[PATCH v2] drm/amdkfd: Use partial hmm page walk during buffer validation in SVM
Chen, Xiaogang
xiaogang.chen at amd.com
Wed Dec 6 15:26:52 UTC 2023
On 12/5/2023 12:48 PM, Philip Yang wrote:
>
>
> On 2023-12-04 15:23, Xiaogang.Chen wrote:
>> From: Xiaogang Chen<xiaogang.chen at amd.com>
>>
>> v2:
>> -not need calculate vram page number for new registered svm range, only
>> do it for split vram pages.
>>
>> SVM uses hmm page walk to valid buffer before map to gpu vm. After have partial
>> migration/mapping do validation on same vm range as migration/map do instead of
>> whole svm range that can be very large. This change is expected to improve svm
>> code performance.
>
> Seems we could calculate old, new prange->vram_pages inside
> svm_range_split_pages, using dma_addr & SVM_RANGE_VRAM_DOMAIN to
> decide if it is vram or system memory pages. This will cover both
> unmap from cpu and set_attr to split range cases, Thet the new
> function svm_range_vram_pages is not needed.
>
ok, I use dma address to calculate split svm range vram page number,
kfdtest passed. The new v3 patch includes it.
>
> prange->vram_pages update after migrating to vram should use mpages,
> not cpages, the total collected pages.
>
It is from original code that used cpages as mpages. I think
svm_migrate_successful_pages does not give correct migrate page number,
then the original code used cpages. I updated this part by using
svm_migrate_unsuccessful_pages, then mpages = cpages -
svm_migrate_unsuccessful_pages(&migrate). The new v3 patch also includes
this change. Please review it.
Regards
Xiaogang
> Regards,
>
> Philip
>
>> Signed-off-by: Xiaogang Chen<Xiaogang.Chen at amd.com>
>> ---
>> drivers/gpu/drm/amd/amdkfd/kfd_svm.c | 149 ++++++++++++++++++++-------
>> 1 file changed, 109 insertions(+), 40 deletions(-)
>>
>> diff --git a/drivers/gpu/drm/amd/amdkfd/kfd_svm.c b/drivers/gpu/drm/amd/amdkfd/kfd_svm.c
>> index 2834fb351818..2f14cd1a3416 100644
>> --- a/drivers/gpu/drm/amd/amdkfd/kfd_svm.c
>> +++ b/drivers/gpu/drm/amd/amdkfd/kfd_svm.c
>> @@ -158,13 +158,12 @@ svm_is_valid_dma_mapping_addr(struct device *dev, dma_addr_t dma_addr)
>> static int
>> svm_range_dma_map_dev(struct amdgpu_device *adev, struct svm_range *prange,
>> unsigned long offset, unsigned long npages,
>> - unsigned long *hmm_pfns, uint32_t gpuidx, uint64_t *vram_pages)

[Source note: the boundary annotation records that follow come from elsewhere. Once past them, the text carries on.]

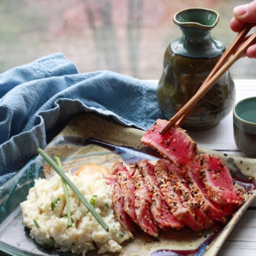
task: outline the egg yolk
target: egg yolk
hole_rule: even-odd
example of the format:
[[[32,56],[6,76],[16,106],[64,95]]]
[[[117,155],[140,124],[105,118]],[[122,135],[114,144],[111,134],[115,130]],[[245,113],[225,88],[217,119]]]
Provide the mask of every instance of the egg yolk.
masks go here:
[[[75,175],[78,176],[79,174],[82,171],[85,171],[88,173],[100,172],[102,174],[109,174],[109,170],[107,167],[93,163],[88,163],[82,166],[76,171]]]

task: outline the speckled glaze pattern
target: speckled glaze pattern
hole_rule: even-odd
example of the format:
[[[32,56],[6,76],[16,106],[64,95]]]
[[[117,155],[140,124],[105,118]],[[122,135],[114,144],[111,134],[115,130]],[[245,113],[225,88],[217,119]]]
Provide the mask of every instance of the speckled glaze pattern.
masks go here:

>> + unsigned long *hmm_pfns, uint32_t gpuidx)
>> {
>> enum dma_data_direction dir = DMA_BIDIRECTIONAL;
>> dma_addr_t *addr = prange->dma_addr[gpuidx];
>> struct device *dev = adev->dev;
>> struct page *page;
>> - uint64_t vram_pages_dev;
>> int i, r;
>>
>> if (!addr) {
>> @@ -174,7 +173,6 @@ svm_range_dma_map_dev(struct amdgpu_device *adev, struct svm_range *prange,
>> prange->dma_addr[gpuidx] = addr;
>> }
>>
>> - vram_pages_dev = 0;
>> addr += offset;
>> for (i = 0; i < npages; i++) {
>> if (svm_is_valid_dma_mapping_addr(dev, addr[i]))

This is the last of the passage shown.